Plasmidsaurus fasta standardizer

I really like plasmidsaurus, and it’s an integral part of our molecular cloning pipeline. That said, I’ve found analyzing the resulting consensus fasta file to be somewhat cumbersome, since where they inevitable start their sequence string in the fasta file is rather arbitrary (which, I don’t blame them for at all, since these are circular plasmids with no particular starting nucleotide, and every plasmid they’re getting is unique), and obviously doesn’t match where my sequence starts on my plasmid map in Benchling.

For the longest time (the past year?) I dealt with each file / analysis individually, where I would either 1) reindex my plasmid map on Benchling to match up with how the Plasmidsaurus fasta file is aligning, or 2) Manually copy-pasting sequence in the Plasmidsaurus fasta file, after seeing hwo things match up after aligning.

Anyway, I got tired of doing this, so I wrote a Python script that standardizes things.

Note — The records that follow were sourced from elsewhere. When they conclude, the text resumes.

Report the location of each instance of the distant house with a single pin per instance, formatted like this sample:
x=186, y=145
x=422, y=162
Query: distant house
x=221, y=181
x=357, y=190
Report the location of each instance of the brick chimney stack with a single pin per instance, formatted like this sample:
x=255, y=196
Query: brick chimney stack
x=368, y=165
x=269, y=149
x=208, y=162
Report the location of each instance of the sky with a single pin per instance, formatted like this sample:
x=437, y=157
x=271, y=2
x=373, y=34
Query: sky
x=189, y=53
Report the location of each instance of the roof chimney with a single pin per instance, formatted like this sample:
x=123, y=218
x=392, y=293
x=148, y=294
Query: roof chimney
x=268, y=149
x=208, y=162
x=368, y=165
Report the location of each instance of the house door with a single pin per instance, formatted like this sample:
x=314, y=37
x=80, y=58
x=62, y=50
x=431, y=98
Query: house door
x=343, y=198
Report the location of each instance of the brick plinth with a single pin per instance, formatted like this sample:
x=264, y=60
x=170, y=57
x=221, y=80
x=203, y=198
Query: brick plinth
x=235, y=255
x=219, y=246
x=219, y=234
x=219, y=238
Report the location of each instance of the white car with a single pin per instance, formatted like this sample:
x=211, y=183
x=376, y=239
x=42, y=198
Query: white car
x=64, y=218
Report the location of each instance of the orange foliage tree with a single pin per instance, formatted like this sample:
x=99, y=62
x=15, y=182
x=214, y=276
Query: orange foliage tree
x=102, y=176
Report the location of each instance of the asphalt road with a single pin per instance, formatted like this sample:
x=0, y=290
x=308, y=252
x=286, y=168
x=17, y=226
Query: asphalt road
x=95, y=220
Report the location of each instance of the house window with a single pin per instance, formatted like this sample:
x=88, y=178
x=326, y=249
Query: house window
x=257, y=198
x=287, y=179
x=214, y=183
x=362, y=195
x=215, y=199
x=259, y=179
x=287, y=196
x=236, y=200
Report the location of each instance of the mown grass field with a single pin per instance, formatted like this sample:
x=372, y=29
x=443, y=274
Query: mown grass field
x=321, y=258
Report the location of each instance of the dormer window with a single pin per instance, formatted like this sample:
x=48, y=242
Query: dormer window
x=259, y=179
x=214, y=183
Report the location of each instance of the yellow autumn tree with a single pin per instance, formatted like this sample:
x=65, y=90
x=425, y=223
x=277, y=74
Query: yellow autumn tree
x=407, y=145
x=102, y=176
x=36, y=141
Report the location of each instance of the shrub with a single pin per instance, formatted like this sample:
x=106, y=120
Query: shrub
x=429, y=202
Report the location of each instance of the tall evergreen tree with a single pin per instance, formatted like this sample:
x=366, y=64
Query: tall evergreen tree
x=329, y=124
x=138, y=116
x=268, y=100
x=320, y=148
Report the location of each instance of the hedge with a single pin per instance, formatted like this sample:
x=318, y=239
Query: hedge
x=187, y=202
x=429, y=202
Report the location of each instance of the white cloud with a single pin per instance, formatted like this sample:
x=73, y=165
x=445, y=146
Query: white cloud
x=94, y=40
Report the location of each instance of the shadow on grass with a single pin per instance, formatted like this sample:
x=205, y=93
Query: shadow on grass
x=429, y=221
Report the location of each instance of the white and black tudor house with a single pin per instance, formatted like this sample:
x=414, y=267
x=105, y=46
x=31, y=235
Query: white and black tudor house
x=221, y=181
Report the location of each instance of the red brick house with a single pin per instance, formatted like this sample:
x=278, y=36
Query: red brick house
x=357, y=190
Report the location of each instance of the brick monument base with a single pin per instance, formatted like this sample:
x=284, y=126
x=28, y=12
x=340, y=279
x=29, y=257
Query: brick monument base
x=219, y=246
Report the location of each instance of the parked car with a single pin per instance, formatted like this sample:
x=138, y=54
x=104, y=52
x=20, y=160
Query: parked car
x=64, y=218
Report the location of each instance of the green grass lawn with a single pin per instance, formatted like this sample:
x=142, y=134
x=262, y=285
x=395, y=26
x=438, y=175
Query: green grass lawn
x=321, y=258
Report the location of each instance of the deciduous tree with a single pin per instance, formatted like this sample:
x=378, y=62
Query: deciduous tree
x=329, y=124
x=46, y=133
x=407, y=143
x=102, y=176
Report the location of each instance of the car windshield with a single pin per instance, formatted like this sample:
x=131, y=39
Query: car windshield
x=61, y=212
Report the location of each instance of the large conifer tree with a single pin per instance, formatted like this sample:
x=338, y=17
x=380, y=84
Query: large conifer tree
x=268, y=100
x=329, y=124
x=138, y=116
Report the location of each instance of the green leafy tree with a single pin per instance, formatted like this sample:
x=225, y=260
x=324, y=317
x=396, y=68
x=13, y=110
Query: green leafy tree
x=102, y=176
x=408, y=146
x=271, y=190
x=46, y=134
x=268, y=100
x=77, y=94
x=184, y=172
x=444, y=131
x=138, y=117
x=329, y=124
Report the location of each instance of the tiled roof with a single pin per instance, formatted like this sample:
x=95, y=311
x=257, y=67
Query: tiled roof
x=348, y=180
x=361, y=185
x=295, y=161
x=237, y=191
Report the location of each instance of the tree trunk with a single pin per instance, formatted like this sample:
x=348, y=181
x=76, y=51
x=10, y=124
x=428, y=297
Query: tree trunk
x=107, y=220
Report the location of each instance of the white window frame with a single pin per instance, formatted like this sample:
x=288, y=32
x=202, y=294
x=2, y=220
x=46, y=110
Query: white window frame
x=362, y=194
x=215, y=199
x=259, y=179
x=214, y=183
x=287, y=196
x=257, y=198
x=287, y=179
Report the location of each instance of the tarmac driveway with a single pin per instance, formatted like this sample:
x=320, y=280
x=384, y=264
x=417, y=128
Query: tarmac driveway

This will still require some up-front work in 1) Running the script on each plasmidsaurus file, and 2) Making sure all of our plasmid maps in Benchling start at the “right” location, but I still think it will be easier than what I’ve been doing.

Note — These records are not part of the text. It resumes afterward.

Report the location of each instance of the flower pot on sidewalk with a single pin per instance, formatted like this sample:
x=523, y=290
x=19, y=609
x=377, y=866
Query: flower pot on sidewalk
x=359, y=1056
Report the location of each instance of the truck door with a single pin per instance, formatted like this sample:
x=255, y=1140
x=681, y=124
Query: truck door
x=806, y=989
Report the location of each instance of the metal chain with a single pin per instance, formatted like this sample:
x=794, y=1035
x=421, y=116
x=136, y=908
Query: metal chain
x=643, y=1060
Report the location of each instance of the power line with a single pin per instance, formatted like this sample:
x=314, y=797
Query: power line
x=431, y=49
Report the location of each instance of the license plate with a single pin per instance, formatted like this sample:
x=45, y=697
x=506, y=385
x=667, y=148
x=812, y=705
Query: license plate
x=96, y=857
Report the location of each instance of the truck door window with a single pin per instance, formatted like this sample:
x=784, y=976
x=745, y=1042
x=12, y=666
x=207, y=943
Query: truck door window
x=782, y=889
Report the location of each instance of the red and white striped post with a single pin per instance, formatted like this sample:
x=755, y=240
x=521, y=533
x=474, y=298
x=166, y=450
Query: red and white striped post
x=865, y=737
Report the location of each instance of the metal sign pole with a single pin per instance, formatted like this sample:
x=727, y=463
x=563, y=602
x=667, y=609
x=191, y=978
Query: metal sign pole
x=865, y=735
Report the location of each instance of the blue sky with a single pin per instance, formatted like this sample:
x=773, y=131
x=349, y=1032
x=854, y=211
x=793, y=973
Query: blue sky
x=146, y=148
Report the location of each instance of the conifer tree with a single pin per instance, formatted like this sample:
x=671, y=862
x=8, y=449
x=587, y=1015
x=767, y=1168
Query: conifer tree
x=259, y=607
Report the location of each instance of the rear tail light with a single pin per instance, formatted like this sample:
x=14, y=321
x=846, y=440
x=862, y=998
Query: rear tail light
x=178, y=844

1) Reordering the plasmid map.

I wrote the script so that it reordering the Plasmidsaurus fasta file based on the junction between the stop codon of the AmpR gene, and the sequence directly after it. Thus, you’ll have to reindex your Benchling plasmid map so it exhibits that same break at that junction point. Thus, if your plasmid has AmpR in the forward direction, it should look like so on the 5′ end of your sequence:

And like this on the 3′ end of your sequence:

While if AmpR is in the reverse direction, it should look like this on the 5′ end of your sequence:

And like this on the 3′ end of your map:

Easy ‘nuf.

2) Running the Python script on Plasmidsauru fasta file.

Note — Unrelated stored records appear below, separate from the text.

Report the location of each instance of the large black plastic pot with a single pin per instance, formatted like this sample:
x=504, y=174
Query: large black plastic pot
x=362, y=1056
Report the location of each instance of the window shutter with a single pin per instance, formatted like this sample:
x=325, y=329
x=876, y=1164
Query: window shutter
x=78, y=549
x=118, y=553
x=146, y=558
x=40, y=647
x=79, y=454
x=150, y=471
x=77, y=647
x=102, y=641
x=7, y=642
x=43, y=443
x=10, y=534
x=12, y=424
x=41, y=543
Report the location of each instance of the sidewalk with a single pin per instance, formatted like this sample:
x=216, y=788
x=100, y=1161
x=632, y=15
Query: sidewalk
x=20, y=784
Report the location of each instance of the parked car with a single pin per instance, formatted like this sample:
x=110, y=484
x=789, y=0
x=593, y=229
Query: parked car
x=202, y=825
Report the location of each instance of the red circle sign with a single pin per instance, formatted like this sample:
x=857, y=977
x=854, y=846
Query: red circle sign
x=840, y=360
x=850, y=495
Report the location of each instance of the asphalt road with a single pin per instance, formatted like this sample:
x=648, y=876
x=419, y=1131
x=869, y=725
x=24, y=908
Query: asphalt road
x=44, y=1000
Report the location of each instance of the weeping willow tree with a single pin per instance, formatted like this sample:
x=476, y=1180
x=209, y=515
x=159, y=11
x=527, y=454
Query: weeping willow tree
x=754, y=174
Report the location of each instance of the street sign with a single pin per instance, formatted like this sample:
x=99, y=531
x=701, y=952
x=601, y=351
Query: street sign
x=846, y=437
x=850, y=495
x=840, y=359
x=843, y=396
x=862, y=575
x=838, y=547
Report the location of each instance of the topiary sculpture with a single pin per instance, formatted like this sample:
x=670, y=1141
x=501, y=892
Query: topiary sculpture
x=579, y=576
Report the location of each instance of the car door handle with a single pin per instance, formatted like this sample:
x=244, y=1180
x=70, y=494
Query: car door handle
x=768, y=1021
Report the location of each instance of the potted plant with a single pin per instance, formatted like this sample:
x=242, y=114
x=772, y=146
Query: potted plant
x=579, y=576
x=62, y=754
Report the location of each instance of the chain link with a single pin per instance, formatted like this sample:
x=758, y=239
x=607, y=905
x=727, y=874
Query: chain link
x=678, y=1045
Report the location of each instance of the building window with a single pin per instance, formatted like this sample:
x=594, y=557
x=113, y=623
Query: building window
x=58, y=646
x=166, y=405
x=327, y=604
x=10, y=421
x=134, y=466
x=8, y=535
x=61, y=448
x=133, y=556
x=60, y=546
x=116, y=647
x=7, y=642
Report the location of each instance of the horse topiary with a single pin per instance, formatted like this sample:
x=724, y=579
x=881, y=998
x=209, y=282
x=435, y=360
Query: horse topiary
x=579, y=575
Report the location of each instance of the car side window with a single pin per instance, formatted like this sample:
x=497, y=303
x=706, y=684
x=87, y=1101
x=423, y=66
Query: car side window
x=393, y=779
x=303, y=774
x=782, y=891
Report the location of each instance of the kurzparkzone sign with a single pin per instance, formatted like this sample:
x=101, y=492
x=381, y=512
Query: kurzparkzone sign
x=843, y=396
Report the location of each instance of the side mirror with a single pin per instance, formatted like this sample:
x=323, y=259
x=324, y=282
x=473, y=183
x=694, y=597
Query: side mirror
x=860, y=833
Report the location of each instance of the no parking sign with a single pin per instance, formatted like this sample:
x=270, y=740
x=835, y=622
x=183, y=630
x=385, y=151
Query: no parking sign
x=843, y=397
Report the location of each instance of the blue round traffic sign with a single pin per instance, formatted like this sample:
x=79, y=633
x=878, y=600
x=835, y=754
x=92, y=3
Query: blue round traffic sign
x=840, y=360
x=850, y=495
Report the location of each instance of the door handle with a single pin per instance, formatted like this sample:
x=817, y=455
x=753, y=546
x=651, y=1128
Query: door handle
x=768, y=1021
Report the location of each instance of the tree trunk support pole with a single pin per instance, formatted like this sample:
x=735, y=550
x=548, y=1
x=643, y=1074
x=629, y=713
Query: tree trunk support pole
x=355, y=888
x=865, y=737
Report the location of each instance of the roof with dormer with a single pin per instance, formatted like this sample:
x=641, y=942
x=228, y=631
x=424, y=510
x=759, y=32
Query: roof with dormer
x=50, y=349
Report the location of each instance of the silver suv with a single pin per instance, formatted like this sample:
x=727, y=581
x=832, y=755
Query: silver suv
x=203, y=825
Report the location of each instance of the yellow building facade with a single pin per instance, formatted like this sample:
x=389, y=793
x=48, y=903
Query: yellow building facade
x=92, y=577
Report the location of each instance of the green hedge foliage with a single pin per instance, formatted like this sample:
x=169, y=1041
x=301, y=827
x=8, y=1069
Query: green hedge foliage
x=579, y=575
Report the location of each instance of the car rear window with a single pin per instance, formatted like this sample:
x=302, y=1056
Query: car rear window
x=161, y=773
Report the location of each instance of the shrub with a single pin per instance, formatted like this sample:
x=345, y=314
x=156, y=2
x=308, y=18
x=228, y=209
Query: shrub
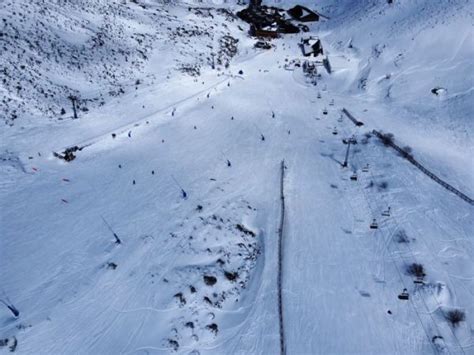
x=387, y=138
x=209, y=280
x=383, y=185
x=416, y=269
x=401, y=236
x=455, y=316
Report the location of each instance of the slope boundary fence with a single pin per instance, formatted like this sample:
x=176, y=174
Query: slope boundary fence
x=427, y=172
x=280, y=258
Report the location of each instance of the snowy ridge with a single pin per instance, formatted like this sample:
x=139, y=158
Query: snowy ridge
x=185, y=169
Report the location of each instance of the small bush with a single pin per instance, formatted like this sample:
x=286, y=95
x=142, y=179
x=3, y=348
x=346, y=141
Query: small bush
x=387, y=138
x=382, y=185
x=231, y=276
x=209, y=280
x=455, y=316
x=401, y=236
x=416, y=269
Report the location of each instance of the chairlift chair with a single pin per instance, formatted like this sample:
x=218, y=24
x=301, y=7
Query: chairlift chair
x=374, y=224
x=404, y=295
x=419, y=280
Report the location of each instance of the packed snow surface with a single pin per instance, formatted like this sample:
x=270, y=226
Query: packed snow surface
x=162, y=235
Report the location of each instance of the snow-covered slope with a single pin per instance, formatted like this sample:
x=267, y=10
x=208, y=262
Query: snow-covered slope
x=184, y=168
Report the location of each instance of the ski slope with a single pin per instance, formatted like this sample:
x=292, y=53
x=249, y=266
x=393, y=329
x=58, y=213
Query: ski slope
x=191, y=186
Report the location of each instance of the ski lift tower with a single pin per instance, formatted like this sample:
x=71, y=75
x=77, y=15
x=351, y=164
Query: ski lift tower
x=348, y=141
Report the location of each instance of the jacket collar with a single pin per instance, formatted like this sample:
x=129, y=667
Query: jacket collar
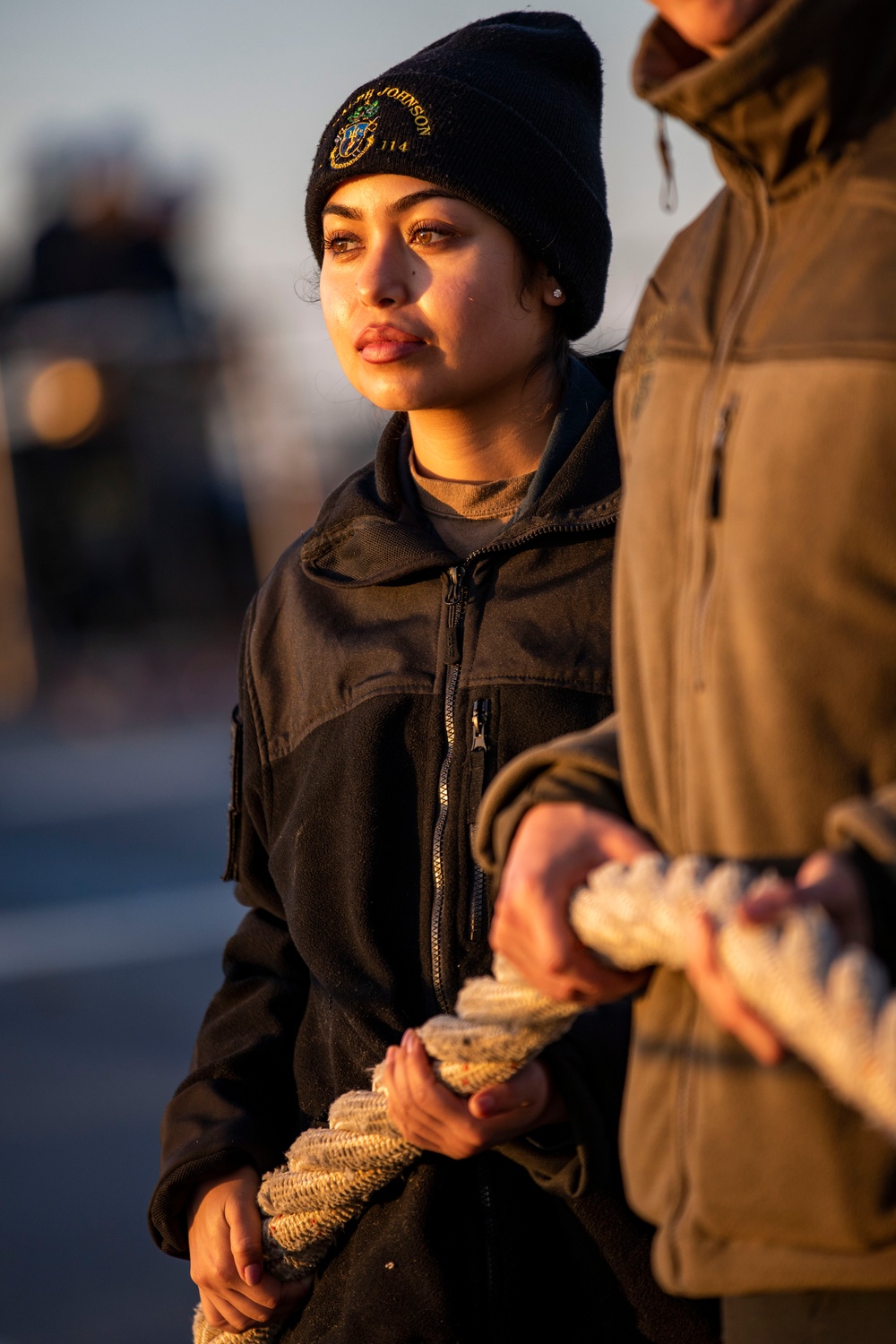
x=366, y=534
x=805, y=80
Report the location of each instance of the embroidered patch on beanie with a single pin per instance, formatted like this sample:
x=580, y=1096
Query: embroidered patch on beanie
x=506, y=115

The python script can be found at this GitHub link: https://github.com/MatreyekLab/Sequence_design_and_analysis/tree/main/Plasmidsaurus_fasta_reordering

If you’re in my lab (and have access to the lab Google Drive), you don’t have to go to the GitHub repo. Instead, it will already be in the “[…additional_text_here…]/_MatreyekLab/Data/Plasmidsaurus” directory.

Open up Terminal, and go to that directory. Then type in “python3 Plasmidsaurus_fasta_standardizer.py”. Before hitting return to run, you’ll have to tell it which file to perform this on. Because of the highly nested structure of how the actual data is stored, it will probably be easier just to navigate to the relevant folder in Finder, and then drag the intended file into the Terminal window. The absolute path of where the file sits in your directory will be copied, so the command will now look something like “python3 Plasmidsaurus_fasta_standardizer.py /[…additional_text_here…]/_MatreyekLab/Data/Plasmidsaurus/PSRS033/Matreyek_f6f_results/Matreyek_f6f_5_G1131C.fasta”

It will make a new fasta file suffixed with “_reordered” (such as “Matreyek_f6f_1_G1118A_reordered.fasta”), which you can now easily use for alignment in Benchling.

Note: Currently, the script only works for ampicillin resistant plasmids, since that’s somewhere between 95 to 99% of all of the plasmids that we use in the lab. That said, plasmidsaurus sequencing of the rare KanR plasmid won’t work with this method. Perhaps one day I’ll update the script for also working with KanR plasmids (ie. the first time I need to run plasmidsaurus data analysis on a KanR plasmid, haha).